Les clients choisissant de louer un chalet à Tremblant sur Airbnb présument, avec erreur, que la location est faite légale. Comme le montrent la presse et évènements récents, la réalité est bien différente. En effet, Airbnb est une plateforme de marché en ligne sur laquelle tout individu peut inscrire une propriété à louer. Cependant, la plateforme ne vérifie pas qui est le propriétaire véritable du logement et n’enquête pas sur les cas où les propriétés ont été louées sans l’accord du propriétaire.

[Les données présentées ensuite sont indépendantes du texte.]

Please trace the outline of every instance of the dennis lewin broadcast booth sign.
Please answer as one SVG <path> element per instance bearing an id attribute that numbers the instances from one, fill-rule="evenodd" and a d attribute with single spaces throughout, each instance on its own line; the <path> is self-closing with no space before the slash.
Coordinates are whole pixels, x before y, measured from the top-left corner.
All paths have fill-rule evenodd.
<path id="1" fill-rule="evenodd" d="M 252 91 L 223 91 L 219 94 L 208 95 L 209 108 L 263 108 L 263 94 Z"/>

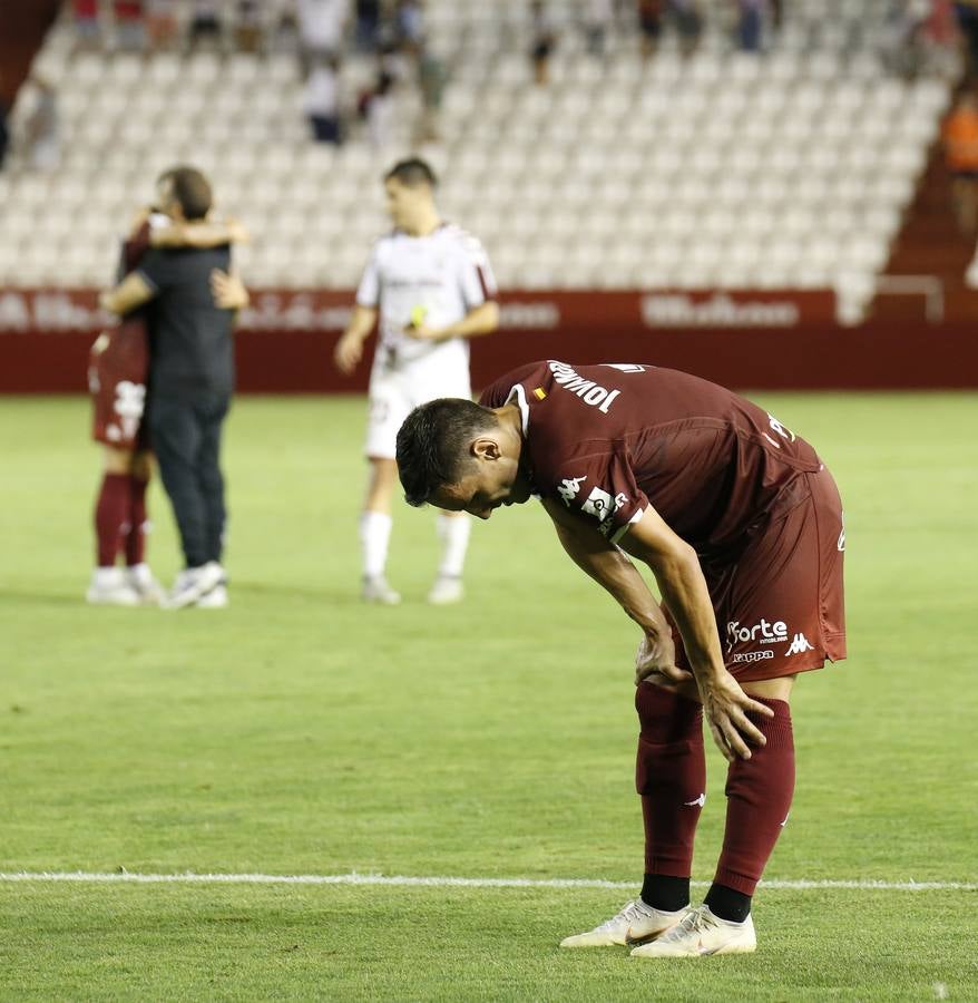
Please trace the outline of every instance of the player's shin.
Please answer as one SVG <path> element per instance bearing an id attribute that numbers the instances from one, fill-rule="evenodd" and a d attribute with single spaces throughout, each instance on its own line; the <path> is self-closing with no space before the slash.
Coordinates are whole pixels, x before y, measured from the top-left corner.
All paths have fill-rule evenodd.
<path id="1" fill-rule="evenodd" d="M 129 475 L 129 512 L 126 519 L 126 564 L 135 567 L 146 559 L 146 487 L 147 481 Z"/>
<path id="2" fill-rule="evenodd" d="M 129 477 L 106 474 L 95 506 L 95 535 L 99 567 L 113 567 L 123 541 L 123 526 L 129 515 Z"/>
<path id="3" fill-rule="evenodd" d="M 783 700 L 755 698 L 773 718 L 752 718 L 767 743 L 727 772 L 723 851 L 706 905 L 723 919 L 742 922 L 774 844 L 788 821 L 794 793 L 794 738 L 791 709 Z"/>
<path id="4" fill-rule="evenodd" d="M 645 822 L 642 900 L 664 912 L 690 903 L 693 840 L 706 800 L 703 710 L 652 684 L 637 688 L 642 726 L 636 788 Z"/>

Airbnb ne s’assure pas non plus que le zonage résidentiel de la propriété autorise les locations court-terme (moins de 30 jours) ou si la copropriété d’un appartement inscrit autorise ce type de location. De plus, la plateforme ne s’assure pas non plus que le logement soit conforme à toutes les normes de sécurités imposées par la province de Québec. La CITQ supervise l’industrie touristique du Québec et délivre les autorisations requises pour opérer une propriété se louant à court-terme. La CITQ s’assure que les lois locales sont respectées, inspecte les unités de logement, leur donne un positionnement et finalement, l’autorisation de louer un chalet à Tremblant à court-terme la propriété. Le gestionnaire devra également payer une taxe sur l’hébergement.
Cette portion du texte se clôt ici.